Murdoch University Football Club are struggling to compete because of a lack of players due to the the covid pandemic.
Murdoch University Football Club vice president Danny Jones says the problem is likely to get worse.
“We can’t always guarantee a team will be complete, that is the challenge, I think we will see this in the second wave of covid, everyone who had it 12 weeks ago will be getting it again,” Mr Jones said.
This year Football West‘s governing body introduced a new policy that if five or more players are affected by Covid-19 a game would need to be postponed.
Football West spokesman Jake Drewn said the new policy is important.
“There is a process, the clubs have to go through they have to report to us, and we then give them a week to give us a new date for the postponed game,” Mr Drewn said.
Mr Jones says Football West should encourage players from younger leads to fill out the teams above their league for practice.
“Covid-19 disrupting the games has put pressure on relationships especially when you can’t go out again to play football as the game is postponed. Physically the players enjoy going to the game and being part of a team,” Mr Jones said.
The games usually run on Saturdays and Sundays.
“We select teams and put them into their teams and we select the categories on Thursday night we have our nice neat little squad night and by Sunday 10 per cent of our players we selected cannot play,” Mr Jones said.

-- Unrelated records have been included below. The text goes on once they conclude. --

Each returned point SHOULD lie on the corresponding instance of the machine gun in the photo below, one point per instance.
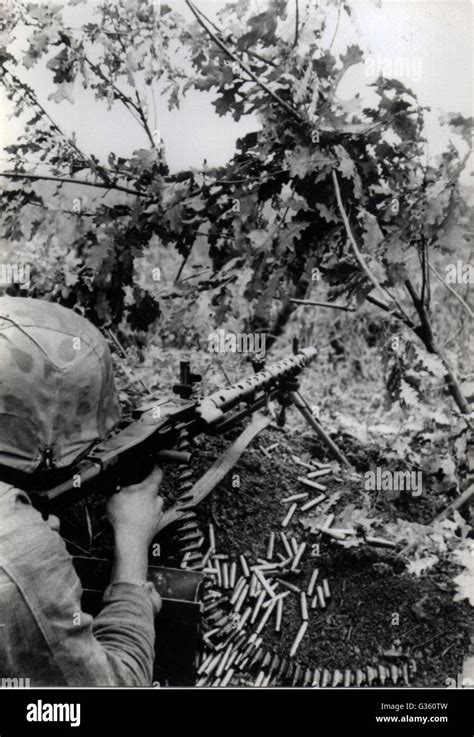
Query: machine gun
(155, 437)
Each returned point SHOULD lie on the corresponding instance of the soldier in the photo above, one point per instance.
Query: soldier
(57, 400)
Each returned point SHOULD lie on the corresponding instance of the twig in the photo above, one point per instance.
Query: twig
(394, 313)
(333, 306)
(450, 289)
(123, 353)
(337, 25)
(241, 64)
(371, 277)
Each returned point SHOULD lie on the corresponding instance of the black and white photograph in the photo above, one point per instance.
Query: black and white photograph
(236, 350)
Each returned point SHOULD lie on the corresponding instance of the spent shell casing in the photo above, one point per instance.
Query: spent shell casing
(309, 505)
(320, 595)
(380, 542)
(381, 673)
(279, 615)
(203, 667)
(232, 574)
(286, 544)
(296, 674)
(319, 473)
(302, 463)
(209, 607)
(406, 678)
(265, 583)
(266, 680)
(220, 668)
(307, 678)
(217, 565)
(298, 638)
(227, 678)
(288, 585)
(257, 606)
(285, 562)
(225, 575)
(287, 519)
(241, 599)
(266, 616)
(312, 484)
(282, 668)
(244, 566)
(237, 591)
(294, 544)
(238, 584)
(312, 581)
(206, 556)
(371, 674)
(258, 655)
(360, 677)
(295, 497)
(259, 679)
(213, 664)
(298, 556)
(275, 663)
(393, 673)
(244, 618)
(316, 682)
(337, 678)
(328, 521)
(303, 607)
(271, 546)
(212, 537)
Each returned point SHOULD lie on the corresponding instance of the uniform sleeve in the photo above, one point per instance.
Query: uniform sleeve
(115, 649)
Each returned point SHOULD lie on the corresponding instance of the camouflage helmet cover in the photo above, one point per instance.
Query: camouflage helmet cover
(57, 391)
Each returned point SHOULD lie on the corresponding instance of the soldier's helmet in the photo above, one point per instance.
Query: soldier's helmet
(57, 391)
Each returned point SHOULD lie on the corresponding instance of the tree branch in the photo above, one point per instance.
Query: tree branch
(453, 292)
(297, 19)
(332, 305)
(360, 259)
(70, 180)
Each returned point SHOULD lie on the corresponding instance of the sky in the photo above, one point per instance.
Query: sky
(428, 44)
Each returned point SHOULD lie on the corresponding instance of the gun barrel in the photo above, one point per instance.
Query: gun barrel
(211, 408)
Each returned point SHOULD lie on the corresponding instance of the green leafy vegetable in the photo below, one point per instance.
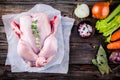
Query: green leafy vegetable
(35, 32)
(101, 61)
(108, 25)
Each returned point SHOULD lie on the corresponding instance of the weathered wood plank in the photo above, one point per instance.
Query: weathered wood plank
(76, 71)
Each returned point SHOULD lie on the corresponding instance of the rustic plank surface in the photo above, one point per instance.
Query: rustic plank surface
(82, 51)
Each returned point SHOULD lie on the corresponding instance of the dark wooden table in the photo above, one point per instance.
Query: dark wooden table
(82, 51)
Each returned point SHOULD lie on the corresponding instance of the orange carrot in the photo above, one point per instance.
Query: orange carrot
(116, 35)
(114, 45)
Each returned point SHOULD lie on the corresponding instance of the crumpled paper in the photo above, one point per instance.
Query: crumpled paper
(59, 64)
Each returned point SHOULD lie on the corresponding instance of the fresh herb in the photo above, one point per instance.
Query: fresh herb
(35, 32)
(108, 25)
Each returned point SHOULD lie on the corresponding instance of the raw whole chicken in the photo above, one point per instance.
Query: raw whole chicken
(37, 43)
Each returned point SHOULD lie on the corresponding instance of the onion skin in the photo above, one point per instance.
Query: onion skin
(100, 10)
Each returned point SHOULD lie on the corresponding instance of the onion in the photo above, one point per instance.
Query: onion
(115, 56)
(100, 10)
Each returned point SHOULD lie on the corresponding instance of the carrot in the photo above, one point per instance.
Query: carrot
(116, 35)
(114, 45)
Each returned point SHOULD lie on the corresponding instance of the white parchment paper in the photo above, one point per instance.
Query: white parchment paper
(59, 64)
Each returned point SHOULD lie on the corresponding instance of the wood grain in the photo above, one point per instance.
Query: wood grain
(82, 51)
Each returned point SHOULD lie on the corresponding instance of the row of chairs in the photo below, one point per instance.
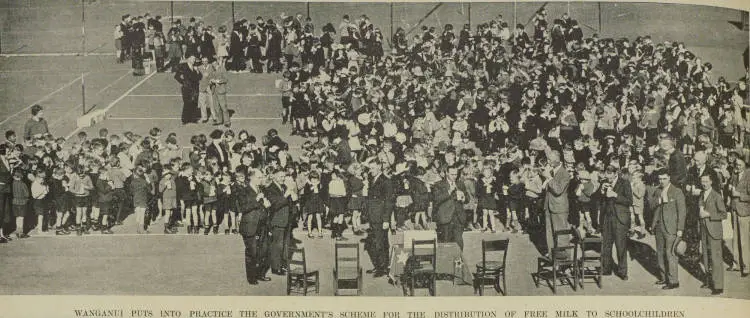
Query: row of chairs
(565, 266)
(422, 267)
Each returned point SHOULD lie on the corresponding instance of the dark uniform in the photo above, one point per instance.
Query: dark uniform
(379, 207)
(252, 228)
(279, 225)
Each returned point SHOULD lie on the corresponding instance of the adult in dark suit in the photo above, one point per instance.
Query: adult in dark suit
(5, 190)
(237, 49)
(218, 149)
(278, 195)
(379, 206)
(252, 204)
(676, 164)
(693, 193)
(448, 199)
(712, 212)
(617, 197)
(556, 206)
(189, 77)
(668, 224)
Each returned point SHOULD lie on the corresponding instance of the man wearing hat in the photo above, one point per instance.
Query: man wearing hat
(217, 149)
(668, 224)
(711, 212)
(617, 197)
(379, 206)
(556, 204)
(279, 214)
(253, 204)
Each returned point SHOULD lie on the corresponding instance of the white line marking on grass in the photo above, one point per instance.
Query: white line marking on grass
(117, 100)
(58, 122)
(43, 98)
(178, 118)
(54, 54)
(228, 95)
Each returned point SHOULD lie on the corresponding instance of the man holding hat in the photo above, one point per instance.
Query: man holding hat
(617, 198)
(279, 197)
(379, 206)
(668, 224)
(711, 212)
(253, 204)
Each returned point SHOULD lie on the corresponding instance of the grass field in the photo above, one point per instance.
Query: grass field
(180, 265)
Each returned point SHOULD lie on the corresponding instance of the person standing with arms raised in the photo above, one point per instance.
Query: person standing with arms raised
(617, 197)
(556, 206)
(188, 76)
(668, 224)
(253, 203)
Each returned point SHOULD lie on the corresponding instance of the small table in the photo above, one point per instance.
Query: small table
(450, 262)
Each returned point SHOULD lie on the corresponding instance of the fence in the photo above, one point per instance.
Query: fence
(47, 28)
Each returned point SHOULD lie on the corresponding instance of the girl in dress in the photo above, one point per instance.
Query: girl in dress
(168, 191)
(313, 204)
(358, 183)
(487, 194)
(187, 193)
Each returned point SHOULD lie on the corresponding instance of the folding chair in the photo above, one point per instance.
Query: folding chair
(347, 272)
(423, 264)
(590, 261)
(561, 264)
(299, 279)
(491, 269)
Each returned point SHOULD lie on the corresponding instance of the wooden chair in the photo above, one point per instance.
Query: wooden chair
(299, 279)
(347, 272)
(561, 264)
(491, 269)
(423, 264)
(590, 260)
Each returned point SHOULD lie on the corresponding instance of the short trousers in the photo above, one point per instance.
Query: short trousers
(39, 207)
(82, 202)
(19, 210)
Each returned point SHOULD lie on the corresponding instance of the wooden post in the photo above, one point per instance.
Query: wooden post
(83, 52)
(391, 38)
(600, 16)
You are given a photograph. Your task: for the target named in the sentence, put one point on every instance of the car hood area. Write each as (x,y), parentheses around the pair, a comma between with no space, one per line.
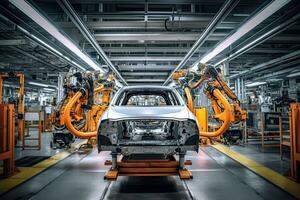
(136,112)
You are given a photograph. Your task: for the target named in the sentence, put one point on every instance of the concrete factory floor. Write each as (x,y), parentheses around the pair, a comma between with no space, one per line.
(79,175)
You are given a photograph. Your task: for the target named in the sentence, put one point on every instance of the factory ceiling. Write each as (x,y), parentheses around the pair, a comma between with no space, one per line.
(144,41)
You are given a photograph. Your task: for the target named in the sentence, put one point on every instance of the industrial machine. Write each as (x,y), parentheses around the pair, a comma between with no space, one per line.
(86,97)
(142,121)
(20,103)
(225,104)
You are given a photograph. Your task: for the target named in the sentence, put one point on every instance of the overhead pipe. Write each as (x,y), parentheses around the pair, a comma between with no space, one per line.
(41,39)
(245,28)
(67,7)
(222,13)
(269,34)
(269,63)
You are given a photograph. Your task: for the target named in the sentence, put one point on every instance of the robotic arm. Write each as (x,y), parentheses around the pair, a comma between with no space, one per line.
(217,92)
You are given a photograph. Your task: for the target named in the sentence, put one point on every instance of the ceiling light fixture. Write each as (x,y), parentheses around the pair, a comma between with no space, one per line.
(41,84)
(293,75)
(255,84)
(248,26)
(51,29)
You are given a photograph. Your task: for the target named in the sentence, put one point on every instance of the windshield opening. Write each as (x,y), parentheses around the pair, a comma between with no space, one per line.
(147,98)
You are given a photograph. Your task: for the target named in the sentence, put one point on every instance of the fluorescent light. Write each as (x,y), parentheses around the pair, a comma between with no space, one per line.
(172,84)
(50,28)
(245,28)
(255,84)
(293,75)
(50,47)
(118,84)
(40,84)
(49,90)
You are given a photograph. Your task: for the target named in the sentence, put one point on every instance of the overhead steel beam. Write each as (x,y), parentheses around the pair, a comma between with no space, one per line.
(145,68)
(145,58)
(45,42)
(248,26)
(145,80)
(67,7)
(35,58)
(175,49)
(159,36)
(263,35)
(146,73)
(222,13)
(285,58)
(13,42)
(151,25)
(43,22)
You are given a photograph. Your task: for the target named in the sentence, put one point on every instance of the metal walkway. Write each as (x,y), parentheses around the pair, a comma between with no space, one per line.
(80,176)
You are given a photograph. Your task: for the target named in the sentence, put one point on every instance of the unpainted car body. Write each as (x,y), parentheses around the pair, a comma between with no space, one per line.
(148,120)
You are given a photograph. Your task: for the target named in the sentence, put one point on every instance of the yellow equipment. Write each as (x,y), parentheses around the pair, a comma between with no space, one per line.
(219,95)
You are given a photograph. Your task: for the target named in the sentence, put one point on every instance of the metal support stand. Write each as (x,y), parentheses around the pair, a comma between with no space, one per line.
(181,160)
(146,167)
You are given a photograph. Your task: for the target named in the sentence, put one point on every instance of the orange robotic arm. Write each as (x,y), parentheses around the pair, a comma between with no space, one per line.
(217,91)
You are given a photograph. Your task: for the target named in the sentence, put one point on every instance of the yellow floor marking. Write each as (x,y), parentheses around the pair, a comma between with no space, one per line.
(274,177)
(28,172)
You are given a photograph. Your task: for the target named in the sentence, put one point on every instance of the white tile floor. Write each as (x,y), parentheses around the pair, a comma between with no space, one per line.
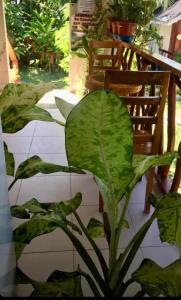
(55,251)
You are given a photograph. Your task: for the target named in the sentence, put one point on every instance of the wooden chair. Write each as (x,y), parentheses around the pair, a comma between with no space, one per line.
(146,111)
(106,55)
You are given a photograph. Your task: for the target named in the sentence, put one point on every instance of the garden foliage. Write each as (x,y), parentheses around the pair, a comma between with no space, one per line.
(99,139)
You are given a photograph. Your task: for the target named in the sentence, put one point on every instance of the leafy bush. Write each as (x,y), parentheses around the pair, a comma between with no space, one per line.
(31,26)
(99,139)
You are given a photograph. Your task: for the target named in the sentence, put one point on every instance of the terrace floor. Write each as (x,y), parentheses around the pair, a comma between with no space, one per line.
(54,251)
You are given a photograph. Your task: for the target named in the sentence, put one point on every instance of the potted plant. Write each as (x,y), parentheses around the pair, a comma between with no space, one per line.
(126,15)
(97,123)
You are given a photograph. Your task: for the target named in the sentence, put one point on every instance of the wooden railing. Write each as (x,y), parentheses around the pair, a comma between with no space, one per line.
(145,60)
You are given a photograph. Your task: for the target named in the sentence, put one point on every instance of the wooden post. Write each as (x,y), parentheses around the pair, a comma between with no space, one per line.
(4,62)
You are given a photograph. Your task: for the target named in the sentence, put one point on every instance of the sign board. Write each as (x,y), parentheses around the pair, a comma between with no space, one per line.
(78,22)
(86,7)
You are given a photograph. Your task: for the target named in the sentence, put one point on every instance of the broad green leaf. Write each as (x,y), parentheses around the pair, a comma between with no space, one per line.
(157,281)
(69,206)
(16,117)
(24,93)
(64,107)
(19,247)
(95,228)
(70,287)
(30,207)
(99,138)
(21,277)
(10,163)
(35,165)
(34,207)
(58,284)
(27,231)
(169,218)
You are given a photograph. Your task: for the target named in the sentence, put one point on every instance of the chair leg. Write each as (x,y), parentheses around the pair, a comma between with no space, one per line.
(149,187)
(101,204)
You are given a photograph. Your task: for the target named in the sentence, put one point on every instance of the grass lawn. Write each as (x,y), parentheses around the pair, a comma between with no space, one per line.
(36,76)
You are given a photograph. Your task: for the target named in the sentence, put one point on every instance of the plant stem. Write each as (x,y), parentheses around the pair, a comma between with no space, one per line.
(59,122)
(87,259)
(11,185)
(91,283)
(97,251)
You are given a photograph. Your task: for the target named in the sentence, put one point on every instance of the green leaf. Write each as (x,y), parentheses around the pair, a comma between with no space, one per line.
(69,206)
(35,165)
(169,218)
(10,163)
(95,228)
(15,117)
(99,138)
(30,207)
(64,106)
(19,94)
(157,281)
(18,247)
(46,218)
(34,207)
(70,287)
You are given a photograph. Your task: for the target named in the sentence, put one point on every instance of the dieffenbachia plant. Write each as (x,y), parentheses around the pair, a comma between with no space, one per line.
(17,108)
(99,139)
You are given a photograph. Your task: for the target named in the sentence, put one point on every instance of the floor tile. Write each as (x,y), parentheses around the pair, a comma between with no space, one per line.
(139,218)
(45,189)
(87,292)
(56,114)
(87,186)
(28,130)
(49,129)
(48,145)
(86,213)
(161,255)
(40,265)
(18,145)
(54,241)
(133,289)
(127,233)
(19,158)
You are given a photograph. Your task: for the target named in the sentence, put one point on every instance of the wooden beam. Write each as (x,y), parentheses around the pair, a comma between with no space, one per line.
(4,61)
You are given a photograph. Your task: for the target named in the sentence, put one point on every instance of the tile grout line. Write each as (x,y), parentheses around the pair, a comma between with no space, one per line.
(27,154)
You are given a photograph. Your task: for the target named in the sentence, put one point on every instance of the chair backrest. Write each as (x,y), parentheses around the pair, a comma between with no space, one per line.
(146,108)
(104,55)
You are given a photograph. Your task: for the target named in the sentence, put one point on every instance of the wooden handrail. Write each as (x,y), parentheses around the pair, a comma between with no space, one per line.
(145,59)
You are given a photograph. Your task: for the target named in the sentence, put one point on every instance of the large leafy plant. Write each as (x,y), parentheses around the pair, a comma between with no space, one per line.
(99,139)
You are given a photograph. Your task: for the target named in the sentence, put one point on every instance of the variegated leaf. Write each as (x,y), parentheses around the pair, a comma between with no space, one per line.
(157,281)
(64,107)
(35,165)
(99,139)
(95,228)
(16,117)
(10,163)
(34,207)
(24,93)
(65,287)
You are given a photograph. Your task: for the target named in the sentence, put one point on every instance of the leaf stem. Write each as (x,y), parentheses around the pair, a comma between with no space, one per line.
(11,185)
(97,250)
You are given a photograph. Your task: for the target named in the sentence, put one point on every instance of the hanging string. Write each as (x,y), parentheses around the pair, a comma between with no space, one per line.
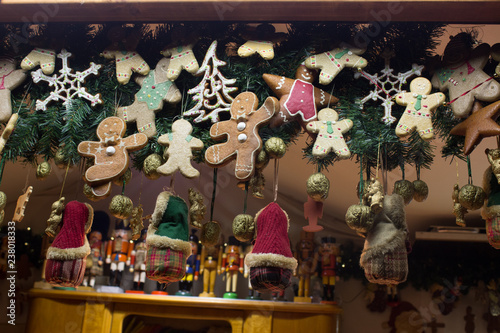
(213,195)
(64,180)
(246,197)
(275,181)
(469,171)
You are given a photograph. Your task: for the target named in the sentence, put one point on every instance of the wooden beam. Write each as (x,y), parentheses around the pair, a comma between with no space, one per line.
(382,11)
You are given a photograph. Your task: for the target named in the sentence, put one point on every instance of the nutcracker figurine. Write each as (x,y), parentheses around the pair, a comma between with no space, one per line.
(211,259)
(138,262)
(304,254)
(94,260)
(327,256)
(192,267)
(232,263)
(118,253)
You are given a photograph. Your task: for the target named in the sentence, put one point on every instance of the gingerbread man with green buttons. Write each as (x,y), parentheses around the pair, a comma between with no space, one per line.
(419,105)
(330,132)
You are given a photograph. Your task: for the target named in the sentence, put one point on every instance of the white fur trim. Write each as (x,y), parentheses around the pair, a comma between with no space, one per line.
(270,260)
(167,242)
(70,253)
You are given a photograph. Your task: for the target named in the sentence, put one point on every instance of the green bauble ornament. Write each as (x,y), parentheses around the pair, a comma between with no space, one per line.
(210,233)
(421,190)
(262,159)
(275,147)
(127,176)
(359,218)
(318,186)
(243,227)
(405,189)
(121,206)
(471,197)
(151,163)
(43,170)
(3,200)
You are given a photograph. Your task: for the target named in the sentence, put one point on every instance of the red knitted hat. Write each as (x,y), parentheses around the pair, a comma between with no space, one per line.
(71,243)
(272,246)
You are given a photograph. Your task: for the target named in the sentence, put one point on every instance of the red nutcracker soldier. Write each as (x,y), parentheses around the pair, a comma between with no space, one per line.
(232,263)
(94,260)
(118,253)
(328,256)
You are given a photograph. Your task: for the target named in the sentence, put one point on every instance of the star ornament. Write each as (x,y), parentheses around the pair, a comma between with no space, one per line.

This is the worst year, as the grants that were given at the start of the pandemic.
In the past, the football club was given grants and full-time employees had access to job-seeker. These payments have been ceased and the club depends on memberships for funds.
“The first year we went through lockdown, there was a slow down on registrations because people weren’t sure if they were paying for something they would ever use,” Mr Jones said.
“As a club we received some money from the government, so that allowed us to financially to be alright. The first year we were better off than this year, because we were financially supported and there weren’t so many covid cases,” Mr Jones said.
Mr Jones says that a lot of the games are being live streamed and people are watching and placing bets.
“We are actually shocked at the amount of overseas gamblers messaging us asking about the fixtures, so it has a small global reach,” Mr Jones said.
“There is no direct impact on us, but there is an interest outside the WA bubble,” Mr Jones said.